By the people that I know in the department, we make no where near $1.7Mil from an OOC home game. There is a reason that this game was scheduled. It was for the money and nothing else. If we could get anywhere near that figure with a home game, they wouldn't have done it. Ask Bobby D sometime. He will tell you. This game was scheduled to assist with the buyout of Craig Robinson.
The current Admin is not in favor of this scheduling because we have been getting killed and it hampers our chances to get to a bowl game. It has nothing to do with the money.
The only part of your above statement that I can agree with is that a home game provides a lot of benefit to the community.

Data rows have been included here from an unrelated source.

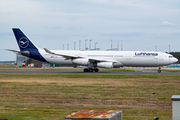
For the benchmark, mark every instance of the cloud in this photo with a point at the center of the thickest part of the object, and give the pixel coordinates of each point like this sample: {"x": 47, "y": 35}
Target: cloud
{"x": 167, "y": 23}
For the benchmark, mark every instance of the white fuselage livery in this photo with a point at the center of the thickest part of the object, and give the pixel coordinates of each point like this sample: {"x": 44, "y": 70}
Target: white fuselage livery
{"x": 125, "y": 58}
{"x": 91, "y": 59}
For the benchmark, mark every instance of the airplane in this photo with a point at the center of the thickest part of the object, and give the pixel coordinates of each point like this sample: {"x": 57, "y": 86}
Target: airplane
{"x": 92, "y": 60}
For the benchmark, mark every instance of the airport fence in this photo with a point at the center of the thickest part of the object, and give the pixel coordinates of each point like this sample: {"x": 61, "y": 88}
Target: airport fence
{"x": 57, "y": 117}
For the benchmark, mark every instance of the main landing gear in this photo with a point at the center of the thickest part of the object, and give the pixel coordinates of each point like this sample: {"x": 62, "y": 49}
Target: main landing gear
{"x": 159, "y": 70}
{"x": 91, "y": 70}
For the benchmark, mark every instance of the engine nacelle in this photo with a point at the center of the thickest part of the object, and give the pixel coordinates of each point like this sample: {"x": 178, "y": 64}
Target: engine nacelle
{"x": 108, "y": 65}
{"x": 81, "y": 61}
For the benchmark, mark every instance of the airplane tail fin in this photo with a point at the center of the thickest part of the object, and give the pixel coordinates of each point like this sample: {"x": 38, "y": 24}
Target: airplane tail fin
{"x": 23, "y": 42}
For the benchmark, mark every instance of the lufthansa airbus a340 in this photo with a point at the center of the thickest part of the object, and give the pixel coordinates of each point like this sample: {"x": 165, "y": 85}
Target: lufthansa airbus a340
{"x": 92, "y": 59}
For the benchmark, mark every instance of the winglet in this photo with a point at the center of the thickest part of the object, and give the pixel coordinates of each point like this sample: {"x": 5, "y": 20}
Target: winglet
{"x": 48, "y": 51}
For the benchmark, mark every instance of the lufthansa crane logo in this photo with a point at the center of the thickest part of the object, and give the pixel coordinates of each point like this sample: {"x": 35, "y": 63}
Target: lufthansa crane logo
{"x": 23, "y": 42}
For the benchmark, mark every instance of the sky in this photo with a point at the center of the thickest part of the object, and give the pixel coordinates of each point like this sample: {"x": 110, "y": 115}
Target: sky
{"x": 139, "y": 24}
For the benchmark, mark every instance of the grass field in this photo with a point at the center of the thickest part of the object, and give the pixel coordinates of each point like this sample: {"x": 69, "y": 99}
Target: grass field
{"x": 54, "y": 96}
{"x": 63, "y": 69}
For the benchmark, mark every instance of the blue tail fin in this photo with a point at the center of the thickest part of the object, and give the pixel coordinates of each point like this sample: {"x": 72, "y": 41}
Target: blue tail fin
{"x": 23, "y": 42}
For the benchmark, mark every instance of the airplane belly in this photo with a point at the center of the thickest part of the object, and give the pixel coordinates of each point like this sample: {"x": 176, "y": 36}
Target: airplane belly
{"x": 57, "y": 60}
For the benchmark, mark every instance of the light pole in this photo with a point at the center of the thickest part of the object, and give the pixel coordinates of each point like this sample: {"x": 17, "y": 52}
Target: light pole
{"x": 79, "y": 44}
{"x": 85, "y": 44}
{"x": 67, "y": 46}
{"x": 90, "y": 44}
{"x": 95, "y": 46}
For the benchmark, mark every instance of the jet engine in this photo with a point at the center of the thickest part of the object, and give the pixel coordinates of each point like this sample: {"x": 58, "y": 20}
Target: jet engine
{"x": 108, "y": 65}
{"x": 81, "y": 61}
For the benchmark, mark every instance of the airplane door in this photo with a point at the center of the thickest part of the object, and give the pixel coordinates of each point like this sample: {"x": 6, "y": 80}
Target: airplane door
{"x": 128, "y": 58}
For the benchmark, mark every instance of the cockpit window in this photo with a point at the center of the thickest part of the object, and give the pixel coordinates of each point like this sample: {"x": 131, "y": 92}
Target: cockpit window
{"x": 171, "y": 57}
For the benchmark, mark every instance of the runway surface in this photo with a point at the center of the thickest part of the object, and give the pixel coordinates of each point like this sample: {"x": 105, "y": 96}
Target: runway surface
{"x": 143, "y": 72}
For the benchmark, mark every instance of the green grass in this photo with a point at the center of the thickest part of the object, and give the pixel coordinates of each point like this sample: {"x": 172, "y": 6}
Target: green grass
{"x": 30, "y": 96}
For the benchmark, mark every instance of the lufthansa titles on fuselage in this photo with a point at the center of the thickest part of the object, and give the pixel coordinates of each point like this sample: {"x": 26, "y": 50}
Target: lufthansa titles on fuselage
{"x": 146, "y": 54}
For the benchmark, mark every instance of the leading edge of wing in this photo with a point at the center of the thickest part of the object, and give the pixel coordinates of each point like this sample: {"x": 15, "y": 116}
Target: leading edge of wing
{"x": 75, "y": 57}
{"x": 63, "y": 55}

WTF... what?? Same dollar amt? Dude your post is unusually lame and uneducated. Seat license revenue split over 6 or 7 home game raises over $500k/game... where is the world did anyone say the amount changes... game by game parking is revenue in over 20 lots... parking passes averaged over 6/7 games, Pac12 TV even is revenue if calculated by sport/game... etc You need to find new peeps in the "know" 😉 This game was scheduled many moons ago by a different AD in a different climate. No one argued it was not settled FOR money... but, there is minor aspects... exposure for recruiting, etc. But, in no way is it a significant "money maker" over a home game. Enough said on a topic of so little consequence.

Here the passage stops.